Der Eindruck der neuen Erkenntnis täuscht jedoch: Das erste Mal wurden die verdächtigen Beschwerden im 2. Jahrhundert n.Chr. aufgeschrieben. Im 19. Jahrhundert beschrieb Homöopathie-Begründer Dr. Samuel Hahnemann in seinen Mittelbildern die drei großen Nahrungsmittelunverträglichkeiten, die unsere Zeit auch heute weiterhin bestimmen: Getreide, Milch und Zucker. Aus heutiger Sicht könnte man ihn als Lifestyle-Coach bezeichnen, zu dem die Kulturprominenz Europas und der USA schon damals in Scharen strömte.
FREI VON GLUTEN & LAKTOSE
Menschen, die sensibel auf Gluten und/oder Laktose oder sogar beides reagieren, sind bei einer homöopathischen (Selbst-)Behandlung mit Globuli als Darreichungsform am besten bedient. Die Kügelchen auf der Basis von Rohrzucker werden mit dem entsprechenden homöopathisch verdünnten Arzneiwirkstoff imprägniert und können daher keine allergischen Reaktionen aufgrund ihrer Trägerstoffe auslösen.

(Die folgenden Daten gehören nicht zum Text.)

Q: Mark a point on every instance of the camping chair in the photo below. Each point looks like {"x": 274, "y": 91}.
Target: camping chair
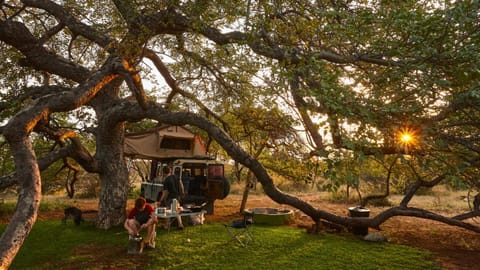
{"x": 240, "y": 230}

Im Gegensatz zu ätherischen Ölen, die über den Geruchsinn Heilreize auslösen, steuert Homöopathie die Regulationsmechanismen im Körper an, indem sie durch die Gabe des genau passenden Mittels die Symptome zunächst verstärkt und so – ähnlich einer Impfung – eine Immunantwort auslöst.
Die homöopathischen Tabletten enthalten Gluten und Laktose, kommen deshalb nicht in Frage. Alkohol als Trägerstoff ist für Kinder ebenfalls nicht geeignet.
Und wenn dann doch…
Es passiert mir heute noch, dass ich mir Gluten unterjubeln lasse: eine professionell aussehende Speisekarte mit Allergen-Kennzeichnung; eine überzeugende Service-Kraft: Schon geht meine Sehnsucht, mal wieder richtig schön in. einem Restaurant zu essen, mit mir durch.
Erst kürzlich wieder wusste ich schon bei der Vorsuppe: Das geht nicht gut. Das erste, was ich dann aus der Handtasche zerre, wenn mir der Schweiß ausbricht und mein Bauch mich anschreit: Aconitum D12, die Erste Hife der Homöopathie.
Ich weiß nicht, wie Katinka und ich ihre ersten und meine mittleren Jahrzehnte ohne Hahnemanns Heilkunde bei Erstsymptomen und selbst chronischen Beschwerden überstanden hätten. Wir hatten, dem Himmel sei Dank, ihren hervorragenden Kinderarzt an unserer Seite, der zwar noch nie Homöopathie angewendet hatte, aber jedem Versuch zustimmte, um die schrecklich schmerzhaften, allgegenwärtigen Infektionen von Atemwegen und Blase zu bekämpfen. Solche Mitstreiter braucht man!
Ich kann nicht zählen, wie oft Hahnemanns Heilkunde die Dissonanzen im Körper in Resonanzen verwandelt hat.
20ppm entsprechen in der HOMÖOPATHIE prozentual gerechnet in etwa einer
D3 bis D4-Potenz.
sehr, sehr kleine Mengen können also sehr, sehr viel auslösen… diesmal jedoch im Guten.
Das gilt auch für die AROMATHERAPIE: ein Molekül des himmilischen Vanille duftes wiegt nur 0,00000000000000000000025 g.
Homöopathie-Typen
In Hahnemanns Medizin unterscheidet man bei der Auswahl eines Mittels nach akuten und nach chronischen Erkrankungen. Bei Zöliakie muss man davon ausgehen, dass die Konstitution durch die genetische Veranlagung in Kombination mit einer lange unentdeckten Dünndarmentzündung chronisch geworden ist.
Kann man Zöliakie mit Homöopathie heilen? Nein, zumindest nicht nach dem heutigen Stand der Wissenschaft. Aber man kann akut auftretende Störungen mit den genau passenden Globuli behandeln, Symptome lindern und die Eigenregulation unterstützen.
Für Deine Akutbehandlung in Eigenregie sind Potenzen bis zu D12 geeignet. Alles über die richtige Anwendung erfährst Du hier.
Für eine konstitutionelle Behandlung sollte man immer professionelle Hilfe von erfahrenen HomöopathInnen in Anspruch nehmen, die zunächst mit einee umfassenden Befragung die Krankengeschichte ermitteln, die daraus resultierende Arznei finden und dann oft mit höheren Potenzen arbeiten.